In 1917, after America had entered World War I, President Woodrow Wilson pushed through Congress the infamous Espionage Act, designed to be used against actual spies, but manipulated instead to bring Eugene Debs, the Socialist Party leader and five time Presidential candidate to trial, and to sentence him to federal prison, with Debs only being pardoned in 1921 by President Warren G. Harding, as Wilson refused to consider such a pardon.
That was not a bright moment in our civil liberties history, and Wilson remains condemned for promoting legislation that was abused by him and Attorney General A. Mitchell Palmer, not only the Espionage Act, but also the Sedition Act of 1918, the first such federal legislation of that name and type since the Sedition Act of 1798 under President John Adams, which was repealed under his successor, Thomas Jefferson! The Sedition Act of 1918 was repealed by Congress in late 1920, but never has that occurred for the Espionage Act!

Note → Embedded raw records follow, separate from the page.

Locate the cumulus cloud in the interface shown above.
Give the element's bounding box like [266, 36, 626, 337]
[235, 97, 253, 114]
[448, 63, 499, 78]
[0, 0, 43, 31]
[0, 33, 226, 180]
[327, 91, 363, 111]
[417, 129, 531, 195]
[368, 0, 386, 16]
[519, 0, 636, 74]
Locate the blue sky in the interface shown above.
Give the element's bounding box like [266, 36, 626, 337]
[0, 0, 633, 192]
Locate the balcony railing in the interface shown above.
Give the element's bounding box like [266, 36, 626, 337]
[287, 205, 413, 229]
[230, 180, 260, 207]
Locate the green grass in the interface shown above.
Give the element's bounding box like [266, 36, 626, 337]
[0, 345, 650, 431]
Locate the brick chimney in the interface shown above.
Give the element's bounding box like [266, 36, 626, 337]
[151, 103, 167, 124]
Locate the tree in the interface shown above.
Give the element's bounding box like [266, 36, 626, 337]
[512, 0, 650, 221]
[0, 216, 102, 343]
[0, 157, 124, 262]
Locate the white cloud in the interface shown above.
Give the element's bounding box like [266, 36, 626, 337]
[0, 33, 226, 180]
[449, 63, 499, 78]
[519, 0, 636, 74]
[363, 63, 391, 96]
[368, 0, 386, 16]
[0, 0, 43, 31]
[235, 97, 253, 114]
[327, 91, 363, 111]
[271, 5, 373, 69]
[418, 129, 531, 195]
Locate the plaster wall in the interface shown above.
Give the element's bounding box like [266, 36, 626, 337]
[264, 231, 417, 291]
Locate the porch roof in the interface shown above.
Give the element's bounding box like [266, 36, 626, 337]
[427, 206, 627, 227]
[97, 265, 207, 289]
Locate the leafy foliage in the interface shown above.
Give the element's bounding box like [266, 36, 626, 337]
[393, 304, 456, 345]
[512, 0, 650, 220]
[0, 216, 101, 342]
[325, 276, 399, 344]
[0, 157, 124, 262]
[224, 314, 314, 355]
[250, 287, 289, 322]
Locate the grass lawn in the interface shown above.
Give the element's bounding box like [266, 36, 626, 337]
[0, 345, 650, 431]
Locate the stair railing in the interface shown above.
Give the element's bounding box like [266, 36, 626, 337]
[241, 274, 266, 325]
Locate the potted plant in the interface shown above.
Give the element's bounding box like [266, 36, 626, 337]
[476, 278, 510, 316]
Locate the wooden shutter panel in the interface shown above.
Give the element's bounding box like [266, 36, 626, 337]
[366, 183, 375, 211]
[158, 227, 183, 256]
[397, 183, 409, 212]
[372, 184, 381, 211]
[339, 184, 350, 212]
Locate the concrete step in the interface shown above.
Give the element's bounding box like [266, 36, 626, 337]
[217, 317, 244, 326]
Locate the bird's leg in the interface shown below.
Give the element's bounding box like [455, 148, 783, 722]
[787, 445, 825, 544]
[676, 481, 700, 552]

The Espionage Act should have been repealed, but instead, it was used against Pfc, Bradley Manning, who used his position in the Army to give access to hundreds of thousands of documents about the Iraq and Afghanistan War to Wikileaks, and then, after being arrested, was horribly mistreated, including total isolation and being stripped naked, outrageous conditions he did not, and no one, deserves!
Manning has now been acquitted of “aiding the enemy” under the Espionage Act language, but still faces many years in prison, when to many, he was a “whistle blower”, who should not be prosecuted and convicted for exposing the secret actions of our government and military in both Iraq and Afghanistan, two highly unpopular wars created by the actions of George W. Bush, Dick Cheney, and Donald Rumsfeld!
The same controversy centers around Edward Snowden, the National Security Agency employee, who shocked the nation by exposing many secrets of the NSA and Central Intelligence Agency, and then fled, first to Hong Kong, and then Russia, and is trying to gain asylum in Latin America, if not Russia.
A majority of the American people see him as a “whistle blower” rather than a spy, and so the issue of how to deal with these two individuals, one military, and one civilian, divides the American people!
Hello Professor,
Allow me to put this same scenario to some different time in history.
What if a Private in the Turkish Army during the First World War, 1915 – 1918, filmed, documented, and then exposed the death march genocide of the Armenians families that were living in Turkey.
What if a young Sargent who was in the German Army and served as a prison guard in the 1940’s. He decided he could not bear the atrocities being brought upon some segments of the population, so he made public all documents and evidence gathered.
Are any of these men traders? Spies? If they were put on trial within their own countries, they would have been serving long prison sentences if not put to death.
But as time passed on….who would be viewed as being morally correct and honored.
Engineer, you make an excellent point here!